Prioritising human studies: Grape King Bio latest Taiwan firm to ban animal tests not required by law
The company, known for its energy drink brand ComeBest, probiotics, and lion’s mane health foods, said it would be prioritising human clinical studies instead.
“Grape King Bio aims to reduce animal tests on our Health Foods and FMCG products or ingredients anywhere in the world, and only done in the situation where required by law, or where a feasible alternative does not exist,” the company said in a statement.
Standard Foods Group, Uni-President, Swire Coca-Cola Taiwan, Vitalon Foods Group, Lian Hwa Foods Corp, and Yakult are some of the companies in Taiwan that have already banned all animal tests not explicitly required by law.
The Taiwanese authorities have also stepped up its regulations surrounding animal tests.
On February 23, the Taiwan Food and Drug Administration announced a ban on animal tests on health foods making blood pressure claims, as well as revising the requirements on human clinical studies.
Last April, the Taiwan FDA announced for the first time a ban on animal test in health foods and beverages. Back then, the ban was on products making anti-fatigue claims.

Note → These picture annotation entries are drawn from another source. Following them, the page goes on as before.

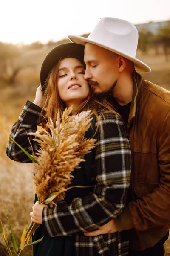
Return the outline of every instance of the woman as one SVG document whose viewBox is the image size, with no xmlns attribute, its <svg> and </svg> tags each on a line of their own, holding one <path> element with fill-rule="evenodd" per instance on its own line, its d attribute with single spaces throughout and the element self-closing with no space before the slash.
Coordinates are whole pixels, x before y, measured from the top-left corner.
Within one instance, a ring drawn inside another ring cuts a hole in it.
<svg viewBox="0 0 170 256">
<path fill-rule="evenodd" d="M 117 232 L 94 237 L 83 233 L 97 229 L 121 212 L 129 186 L 131 167 L 129 141 L 122 120 L 105 100 L 95 100 L 84 79 L 84 47 L 67 44 L 56 47 L 46 56 L 41 70 L 41 82 L 34 103 L 28 101 L 10 135 L 30 153 L 27 133 L 35 132 L 41 122 L 66 107 L 73 106 L 72 114 L 91 109 L 92 128 L 86 134 L 97 140 L 95 148 L 85 156 L 81 169 L 74 171 L 71 185 L 95 184 L 94 189 L 71 189 L 65 201 L 45 208 L 36 203 L 30 213 L 31 221 L 42 223 L 34 240 L 44 236 L 34 248 L 34 256 L 128 255 L 128 241 Z M 40 118 L 41 116 L 45 117 Z M 30 140 L 34 148 L 33 137 Z M 29 159 L 9 140 L 6 152 L 10 158 L 23 163 Z M 36 200 L 36 201 L 37 201 Z"/>
</svg>

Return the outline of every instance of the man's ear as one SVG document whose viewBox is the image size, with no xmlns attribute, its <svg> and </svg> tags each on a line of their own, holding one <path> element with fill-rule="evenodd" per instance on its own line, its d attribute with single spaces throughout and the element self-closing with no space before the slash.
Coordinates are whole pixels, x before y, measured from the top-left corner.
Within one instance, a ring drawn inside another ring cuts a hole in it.
<svg viewBox="0 0 170 256">
<path fill-rule="evenodd" d="M 122 72 L 126 67 L 127 64 L 127 59 L 119 55 L 118 57 L 118 64 L 119 71 L 119 72 Z"/>
</svg>

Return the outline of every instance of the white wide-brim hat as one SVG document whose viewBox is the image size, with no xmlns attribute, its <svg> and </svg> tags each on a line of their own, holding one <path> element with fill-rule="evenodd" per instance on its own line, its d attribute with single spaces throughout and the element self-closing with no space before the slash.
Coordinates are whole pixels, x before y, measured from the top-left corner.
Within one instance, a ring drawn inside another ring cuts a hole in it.
<svg viewBox="0 0 170 256">
<path fill-rule="evenodd" d="M 136 58 L 138 32 L 130 22 L 114 18 L 102 18 L 87 38 L 69 35 L 73 43 L 85 45 L 90 43 L 115 52 L 131 61 L 136 70 L 150 72 L 151 68 Z"/>
</svg>

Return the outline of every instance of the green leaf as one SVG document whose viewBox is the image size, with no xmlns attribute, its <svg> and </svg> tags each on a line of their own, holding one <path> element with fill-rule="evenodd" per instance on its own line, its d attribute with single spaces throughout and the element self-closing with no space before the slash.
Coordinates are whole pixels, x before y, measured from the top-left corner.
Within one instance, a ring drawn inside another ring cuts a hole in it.
<svg viewBox="0 0 170 256">
<path fill-rule="evenodd" d="M 26 240 L 26 228 L 25 227 L 21 237 L 21 245 L 20 246 L 21 250 L 23 250 L 24 249 L 25 241 Z"/>
<path fill-rule="evenodd" d="M 6 212 L 6 210 L 5 209 L 4 209 L 4 210 L 5 210 L 5 214 L 6 214 L 6 218 L 7 218 L 7 219 L 8 219 L 8 223 L 9 223 L 9 227 L 10 228 L 11 235 L 12 236 L 12 241 L 13 241 L 13 244 L 14 244 L 14 247 L 15 248 L 15 250 L 16 252 L 17 253 L 17 252 L 18 251 L 18 246 L 17 245 L 17 240 L 16 240 L 16 239 L 15 238 L 15 235 L 14 234 L 14 231 L 13 231 L 13 230 L 12 230 L 12 227 L 11 226 L 11 223 L 10 223 L 10 222 L 9 221 L 9 218 L 8 218 L 8 215 L 7 215 L 7 213 Z"/>
<path fill-rule="evenodd" d="M 28 244 L 32 235 L 34 234 L 35 230 L 41 224 L 38 224 L 37 223 L 34 223 L 33 222 L 31 222 L 28 228 L 29 230 L 28 231 L 28 232 L 27 231 L 26 233 L 26 236 L 25 240 L 25 243 L 26 243 L 26 244 Z"/>
<path fill-rule="evenodd" d="M 31 243 L 31 244 L 26 244 L 26 245 L 24 245 L 24 247 L 26 247 L 26 246 L 29 246 L 29 245 L 33 245 L 33 244 L 37 244 L 38 243 L 39 243 L 41 241 L 42 241 L 42 240 L 43 239 L 43 237 L 44 237 L 42 236 L 42 237 L 40 239 L 39 239 L 38 240 L 37 240 L 36 241 L 33 242 L 32 243 Z"/>
<path fill-rule="evenodd" d="M 8 133 L 6 131 L 5 131 L 5 130 L 4 130 L 3 131 L 6 134 L 7 134 L 8 135 Z M 35 159 L 35 158 L 34 157 L 33 157 L 30 154 L 29 154 L 29 153 L 28 152 L 27 152 L 27 151 L 26 151 L 26 150 L 25 149 L 24 149 L 24 148 L 23 148 L 22 147 L 21 147 L 21 146 L 20 146 L 19 144 L 18 144 L 17 143 L 17 142 L 16 142 L 15 141 L 15 140 L 14 140 L 14 139 L 10 135 L 9 135 L 9 137 L 11 139 L 11 140 L 12 140 L 12 141 L 14 141 L 14 143 L 15 143 L 15 144 L 17 146 L 18 146 L 18 147 L 19 148 L 20 148 L 21 149 L 22 149 L 22 150 L 23 151 L 23 152 L 24 152 L 25 153 L 25 154 L 26 154 L 27 155 L 27 156 L 29 158 L 30 158 L 30 159 L 31 160 L 32 160 L 32 161 L 33 162 L 34 162 L 34 163 L 37 163 L 37 161 Z"/>
<path fill-rule="evenodd" d="M 32 222 L 31 221 L 31 222 L 30 224 L 29 224 L 29 227 L 28 228 L 28 229 L 26 232 L 26 236 L 27 236 L 28 233 L 29 231 L 31 229 L 31 228 L 32 228 L 32 227 L 33 226 L 33 224 L 34 224 L 34 222 Z"/>
<path fill-rule="evenodd" d="M 65 189 L 63 190 L 61 190 L 60 191 L 58 191 L 58 192 L 54 192 L 53 193 L 51 193 L 50 195 L 49 195 L 46 198 L 45 200 L 43 202 L 43 204 L 49 204 L 51 201 L 53 200 L 57 195 L 61 194 L 61 193 L 62 193 L 63 192 L 65 192 L 65 191 L 67 191 L 69 189 L 72 189 L 73 188 L 91 188 L 92 187 L 94 187 L 94 185 L 90 185 L 90 186 L 72 186 L 68 188 L 67 189 Z"/>
<path fill-rule="evenodd" d="M 6 235 L 6 233 L 5 232 L 4 228 L 3 227 L 3 225 L 1 220 L 0 220 L 0 223 L 1 224 L 2 230 L 3 231 L 3 238 L 6 244 L 6 246 L 8 250 L 8 253 L 9 253 L 9 256 L 12 256 L 12 252 L 11 251 L 11 249 L 9 248 L 9 244 L 8 243 L 7 238 Z"/>
</svg>

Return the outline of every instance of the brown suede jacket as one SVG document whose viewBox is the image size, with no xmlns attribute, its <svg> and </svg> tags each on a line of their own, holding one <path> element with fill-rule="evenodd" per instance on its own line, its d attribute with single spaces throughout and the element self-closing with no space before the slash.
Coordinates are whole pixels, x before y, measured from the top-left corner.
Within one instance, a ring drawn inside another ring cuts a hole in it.
<svg viewBox="0 0 170 256">
<path fill-rule="evenodd" d="M 130 249 L 143 250 L 170 226 L 170 92 L 136 71 L 128 133 L 133 160 L 128 204 L 115 221 L 119 231 L 129 230 Z"/>
</svg>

Manufacturers will need to support the above claims using evidence from human clinical studies.
Human clinical studies are pricier and more complex to conduct than animal tests. In some cases, it could be about two times more expensive, Grape King Bio told us previously.
Companies could be motivated to stop animal tests as they wanted to be seen as ‘forward thinking’ and relevant to consumers making ethical purchase decisions, People for the Ethical Treatment of Animals (PETA), the organisation championing the ban of animal test said.
“PETA has pointed out to food companies in Taiwan that only human studies—not tests on mice, rats, other animals—can accurately substantiate human health claims for marketing ingredients and products to consumers.
“These companies also want to be seen as forward thinking and in alignment with the global industry trend away from animal testing, as consumers in Taiwan and around the world are increasingly focused on making ethical purchasing decisions,” Dr. Frances Cheng, physiologist and senior science adviser for PETA’s Laboratory Investigations Department told NutraIngredients-Asia.
Grape King Bio added that it would replace animal tests by 1) using alternative non-animal systems in place of live animal whenever possible, 2) using minimum number of animals to achieve maximum information, and 3) modifying procedures to limit discomfort and distress to animals if animal tests are needed.
Japan leading APAC
Aside from Taiwan, Japan is another region in APAC where several food companies have decided to ban animal tests not required by law.
Twenty-five companies have announced such bans, including Ezaki Glico, House Foods Group, ITO EN, Kirin, Meiji, Morinaga, and Suntory.
“Japan is another Asian territory where PETA has had great success in convincing numerous major companies to adopt formal bans on animal tests for health foods.
“[In contrast to the other 24 companies,] Nitto Beverage is an example which has not previously conducted animal testing and agreed never to pursue it,” Dr. Cheng said.